Prosecutors drop most charges against student protesters who occupied Columbia University building

NEW YORK — Dozens of Columbia University students arrested for… occupying a campus building as part of a pro-Palestinian protest, their criminal charges will be dropped, prosecutors said.

At a court hearing Thursday, the Manhattan district attorney’s office said it would not pursue criminal charges against 31 of the 46 people initially arrested on charges of entering the administration building.

Students and their allies seized the building, known as Hamilton Hall, on April 30 and barricaded themselves with furniture and padlocks in a major escalation of campus protests against the war between Israel and Hamas.

At the request of university leaders, hundreds of New York Police Department officers stormed the campus the next night, gained access to the building through a second-floor window and made dozens of arrests.

During Thursday’s hearing, prosecutors said they had dismissed charges against most of those arrested in the building, in part due to a lack of evidence linking them to specific acts of property damage and the fact that none of the students had criminal records .

Stephen Millan, an assistant district attorney, noted that the protesters wore masks and blocked surveillance cameras in the building, making it difficult to “prove that they participated in damaging Columbia University property or causing harm to whoever.”

All of these students continue to face disciplinary hearings and possible expulsion from the university.

Prosecutors said they would move forward with charges against one person involved in the building’s occupation, who is also accused of breaking an NYPD camera in a cell and burning an Israeli flag during a protest .

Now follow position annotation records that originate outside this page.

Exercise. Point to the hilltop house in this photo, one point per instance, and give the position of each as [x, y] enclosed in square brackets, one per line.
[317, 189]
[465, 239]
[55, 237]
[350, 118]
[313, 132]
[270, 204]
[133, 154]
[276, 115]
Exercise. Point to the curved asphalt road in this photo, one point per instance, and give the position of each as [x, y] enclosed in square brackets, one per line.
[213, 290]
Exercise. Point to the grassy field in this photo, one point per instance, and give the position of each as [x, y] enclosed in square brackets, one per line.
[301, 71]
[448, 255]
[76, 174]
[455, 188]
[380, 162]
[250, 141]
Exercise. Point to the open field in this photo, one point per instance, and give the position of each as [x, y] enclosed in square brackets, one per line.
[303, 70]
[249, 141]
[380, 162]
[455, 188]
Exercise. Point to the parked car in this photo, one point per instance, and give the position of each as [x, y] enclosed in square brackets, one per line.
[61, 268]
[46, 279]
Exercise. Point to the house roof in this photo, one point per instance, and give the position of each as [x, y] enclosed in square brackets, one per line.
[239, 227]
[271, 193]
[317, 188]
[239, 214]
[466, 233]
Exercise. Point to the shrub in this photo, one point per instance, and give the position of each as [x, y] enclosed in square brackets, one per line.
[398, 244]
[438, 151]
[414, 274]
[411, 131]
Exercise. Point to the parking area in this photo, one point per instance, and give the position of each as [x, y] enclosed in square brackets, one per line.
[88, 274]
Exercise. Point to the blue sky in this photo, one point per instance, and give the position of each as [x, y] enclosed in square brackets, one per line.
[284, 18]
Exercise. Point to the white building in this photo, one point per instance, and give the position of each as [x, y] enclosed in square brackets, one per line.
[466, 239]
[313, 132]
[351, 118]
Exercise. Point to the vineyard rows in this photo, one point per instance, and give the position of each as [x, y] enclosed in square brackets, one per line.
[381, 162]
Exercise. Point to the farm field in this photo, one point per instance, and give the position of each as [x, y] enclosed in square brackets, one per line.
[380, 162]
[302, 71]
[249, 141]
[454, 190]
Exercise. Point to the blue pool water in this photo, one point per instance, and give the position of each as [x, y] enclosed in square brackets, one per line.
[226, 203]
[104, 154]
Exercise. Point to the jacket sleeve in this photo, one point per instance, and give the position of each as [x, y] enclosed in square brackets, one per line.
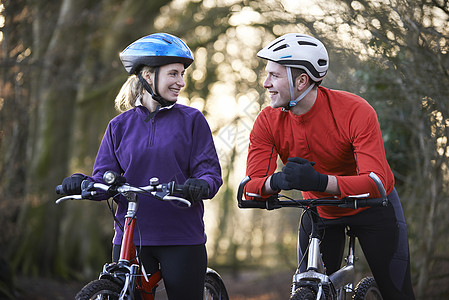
[106, 159]
[204, 163]
[262, 156]
[369, 154]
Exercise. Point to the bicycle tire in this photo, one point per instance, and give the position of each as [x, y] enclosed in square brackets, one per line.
[303, 293]
[367, 289]
[99, 289]
[214, 288]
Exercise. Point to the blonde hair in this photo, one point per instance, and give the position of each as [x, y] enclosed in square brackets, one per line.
[131, 90]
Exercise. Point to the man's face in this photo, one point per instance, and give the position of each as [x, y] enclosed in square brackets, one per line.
[277, 84]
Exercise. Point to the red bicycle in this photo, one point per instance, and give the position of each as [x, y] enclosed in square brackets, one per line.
[124, 279]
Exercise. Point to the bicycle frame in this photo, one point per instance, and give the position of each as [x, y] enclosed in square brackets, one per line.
[129, 262]
[128, 275]
[337, 284]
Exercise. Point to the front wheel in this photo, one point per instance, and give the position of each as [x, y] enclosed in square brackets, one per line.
[214, 288]
[304, 293]
[367, 289]
[101, 289]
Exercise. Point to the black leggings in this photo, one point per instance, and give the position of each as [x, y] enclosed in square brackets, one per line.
[382, 234]
[183, 268]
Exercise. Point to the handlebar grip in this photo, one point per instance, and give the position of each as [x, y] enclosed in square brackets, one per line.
[373, 202]
[175, 188]
[248, 203]
[59, 190]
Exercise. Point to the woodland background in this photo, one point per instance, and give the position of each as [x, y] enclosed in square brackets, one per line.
[60, 72]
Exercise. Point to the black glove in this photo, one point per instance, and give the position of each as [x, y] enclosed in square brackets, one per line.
[278, 182]
[72, 185]
[195, 189]
[300, 175]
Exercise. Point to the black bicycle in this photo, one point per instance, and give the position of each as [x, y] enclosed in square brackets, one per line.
[314, 283]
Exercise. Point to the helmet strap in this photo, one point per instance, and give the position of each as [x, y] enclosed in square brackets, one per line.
[155, 95]
[294, 101]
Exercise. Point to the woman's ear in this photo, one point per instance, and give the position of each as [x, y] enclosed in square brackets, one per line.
[148, 76]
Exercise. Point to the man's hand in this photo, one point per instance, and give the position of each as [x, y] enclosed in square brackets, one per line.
[300, 175]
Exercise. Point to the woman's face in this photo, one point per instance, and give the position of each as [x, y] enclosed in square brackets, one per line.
[170, 81]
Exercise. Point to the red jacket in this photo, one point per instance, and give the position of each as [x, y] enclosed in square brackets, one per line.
[340, 133]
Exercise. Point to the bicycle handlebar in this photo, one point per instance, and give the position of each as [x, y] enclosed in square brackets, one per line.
[273, 201]
[118, 185]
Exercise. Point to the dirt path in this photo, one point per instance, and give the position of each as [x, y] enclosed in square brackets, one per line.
[244, 286]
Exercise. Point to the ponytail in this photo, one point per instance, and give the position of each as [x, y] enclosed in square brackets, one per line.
[131, 90]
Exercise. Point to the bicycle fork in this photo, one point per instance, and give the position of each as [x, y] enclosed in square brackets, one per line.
[337, 284]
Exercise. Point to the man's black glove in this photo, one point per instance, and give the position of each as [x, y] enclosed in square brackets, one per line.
[278, 182]
[72, 185]
[300, 174]
[195, 189]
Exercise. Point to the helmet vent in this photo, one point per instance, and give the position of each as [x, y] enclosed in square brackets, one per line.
[305, 43]
[280, 47]
[322, 62]
[274, 44]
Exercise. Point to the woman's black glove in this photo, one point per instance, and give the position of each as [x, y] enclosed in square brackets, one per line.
[299, 174]
[72, 185]
[195, 189]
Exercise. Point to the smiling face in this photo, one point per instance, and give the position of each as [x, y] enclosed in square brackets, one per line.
[170, 81]
[277, 84]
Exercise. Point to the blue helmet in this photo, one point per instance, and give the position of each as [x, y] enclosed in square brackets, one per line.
[155, 50]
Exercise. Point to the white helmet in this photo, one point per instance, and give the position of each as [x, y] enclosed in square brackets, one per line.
[298, 51]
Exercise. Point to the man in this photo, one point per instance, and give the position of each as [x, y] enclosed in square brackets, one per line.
[329, 142]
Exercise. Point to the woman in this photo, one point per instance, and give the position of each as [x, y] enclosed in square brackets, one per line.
[156, 137]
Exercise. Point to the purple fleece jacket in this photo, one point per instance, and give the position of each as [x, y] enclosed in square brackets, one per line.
[173, 144]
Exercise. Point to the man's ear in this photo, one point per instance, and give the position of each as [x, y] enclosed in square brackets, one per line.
[302, 81]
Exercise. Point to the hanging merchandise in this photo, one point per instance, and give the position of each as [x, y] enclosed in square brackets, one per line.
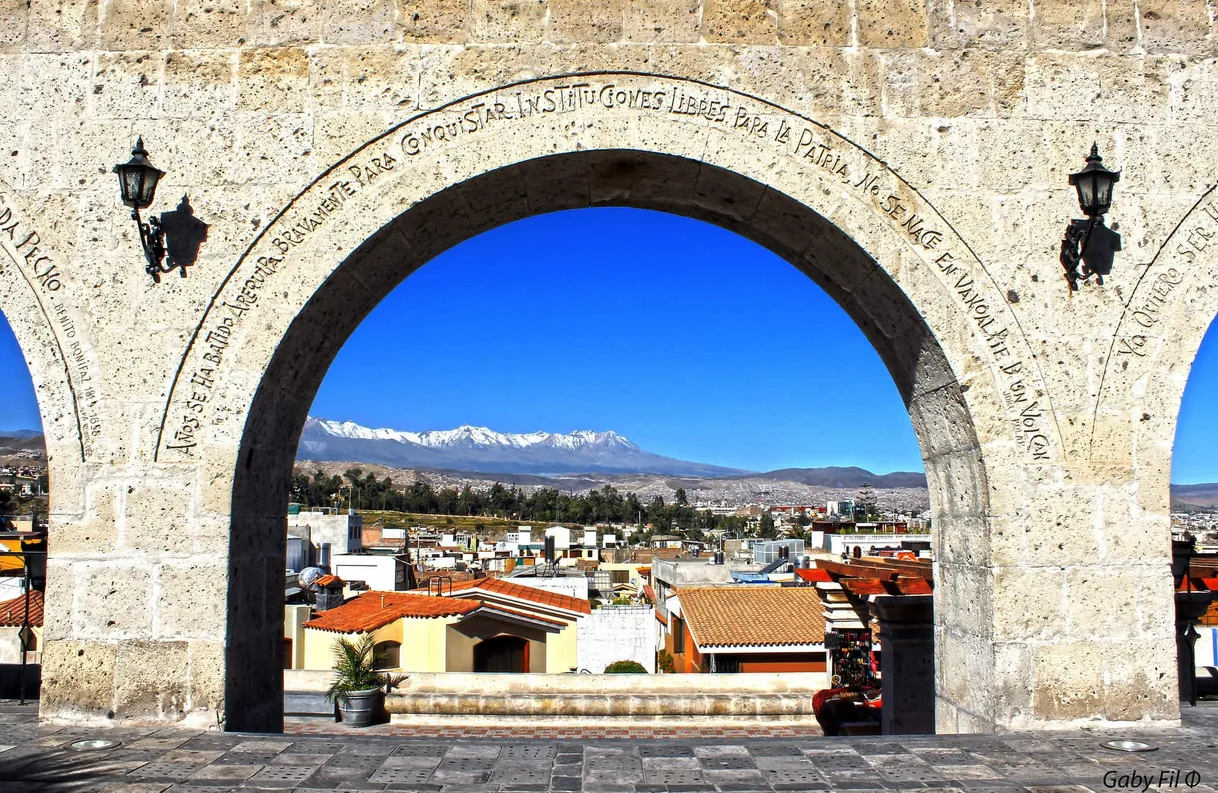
[850, 658]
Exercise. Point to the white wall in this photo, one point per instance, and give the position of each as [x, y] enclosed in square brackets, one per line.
[616, 634]
[376, 571]
[1207, 646]
[576, 586]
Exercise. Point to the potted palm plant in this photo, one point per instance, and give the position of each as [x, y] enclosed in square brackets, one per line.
[357, 687]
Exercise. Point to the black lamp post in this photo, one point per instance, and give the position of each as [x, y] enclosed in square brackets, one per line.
[137, 180]
[1088, 241]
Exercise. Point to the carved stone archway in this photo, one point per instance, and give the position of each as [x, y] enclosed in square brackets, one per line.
[172, 424]
[938, 320]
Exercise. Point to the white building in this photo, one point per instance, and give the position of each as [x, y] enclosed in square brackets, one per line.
[323, 535]
[562, 536]
[383, 573]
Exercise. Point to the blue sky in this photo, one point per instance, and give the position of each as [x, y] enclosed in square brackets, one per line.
[685, 338]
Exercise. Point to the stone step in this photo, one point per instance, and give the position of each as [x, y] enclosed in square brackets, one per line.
[660, 704]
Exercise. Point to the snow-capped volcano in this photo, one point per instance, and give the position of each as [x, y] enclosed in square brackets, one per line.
[478, 448]
[467, 435]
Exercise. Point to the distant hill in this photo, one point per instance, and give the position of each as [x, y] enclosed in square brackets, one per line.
[850, 476]
[1203, 495]
[17, 441]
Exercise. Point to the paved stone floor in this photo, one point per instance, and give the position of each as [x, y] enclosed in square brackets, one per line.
[35, 757]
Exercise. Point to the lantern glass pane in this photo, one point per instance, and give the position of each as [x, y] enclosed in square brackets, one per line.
[1102, 190]
[147, 189]
[133, 182]
[1087, 191]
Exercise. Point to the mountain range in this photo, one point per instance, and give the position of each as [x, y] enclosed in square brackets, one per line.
[476, 448]
[530, 458]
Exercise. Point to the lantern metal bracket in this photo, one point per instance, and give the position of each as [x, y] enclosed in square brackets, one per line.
[1089, 246]
[1088, 250]
[152, 241]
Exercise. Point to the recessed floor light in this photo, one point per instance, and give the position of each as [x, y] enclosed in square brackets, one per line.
[1124, 744]
[93, 744]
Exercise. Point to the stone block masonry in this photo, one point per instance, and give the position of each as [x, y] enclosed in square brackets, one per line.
[909, 157]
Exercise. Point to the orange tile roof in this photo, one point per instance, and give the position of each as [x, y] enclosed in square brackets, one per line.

Thirteen others arrested in the building were offered deals that would have ultimately led to their charges being dropped, but they declined “in a show of solidarity with those facing the most extreme repression,” a statement said from Columbia University Apartheid Divest. a coalition group representing protesters. Of that group of arrestees, most were alumni, prosecutors said, although two were students.

Nine other suspects arrested for occupying another building at the City College of New York have also rejected proposed deals with prosecutors, according to the group. Prosecutors said Thursday they would drop charges against nine others involved in the City College occupation.

Questions to a lawyer representing many of the arrested protesters were not answered.

The construction occupations followed one tent camp at Columbia University that inspired a wave of similar demonstrations on college campuses across the country.

In Columbia, the group representing protesters called on the government to cut ties with Israel and grant amnesty to demonstrators, vowing that demonstrations would continue “throughout the summer and beyond.”